Toplumun ekonomik, siyasal, sosyal, eğitim, sağlık, kültürel ve inançsal anlamda gelişmesini her zaman kendi çıkarları uğruna engellemişlerdir. Tarım ve Feodal bir toplum olan Anadolu insanını bu tüccar, ağa ve eşraf takımı, her zaman bu fakir ve ezilen köylüden yana gibi gözükmeyi adetleri, töreleri, gelenekleri ve dini inançları kullanmayı hep becerdiler. Hala da yapıyorlar.

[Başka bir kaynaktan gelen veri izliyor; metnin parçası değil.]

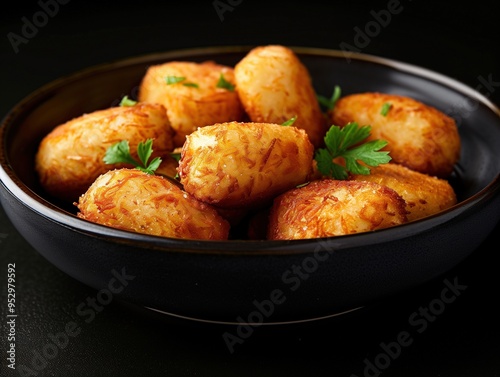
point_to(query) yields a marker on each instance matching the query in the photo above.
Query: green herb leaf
(127, 101)
(290, 121)
(329, 103)
(224, 84)
(385, 108)
(120, 153)
(345, 143)
(176, 156)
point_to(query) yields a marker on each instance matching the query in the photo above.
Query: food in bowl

Halkı Bilim, ilim, teknoloji, temel hak ve özgürlüklerden uzak tutarak, zamanın gereklerine uymaması için, halkın yoksulluğunun sebebini bu gelişmişliğe ve Laikliğe bağlıyorlar. Yani burada sömüren, sömürülen ile berabermiş görüntüsünü vermekte çok becerikliler.
Halkın haklı taleplerini yok saymak için en çok başvurdukları yöntem, hak arayanların dinsizliği olarak karşımıza çıkıyor. Bu söylem DP (Demokrat Parti) içindeki siyasetçi eşraf ve toprak ağalarının çıkarları için uygulandı ve çeşitli çevrelerce evrim değiştirerek günümüze kadar da geldi ve devam ediyor. Halbuki bu hakim zümreler Batının her alanda tüm gelişmişlik olanaklarını kullanırken, topluma Batı karşıtlığını kullanarak dindar insanlar ile beraber görüntüsünü hep veriyorlar.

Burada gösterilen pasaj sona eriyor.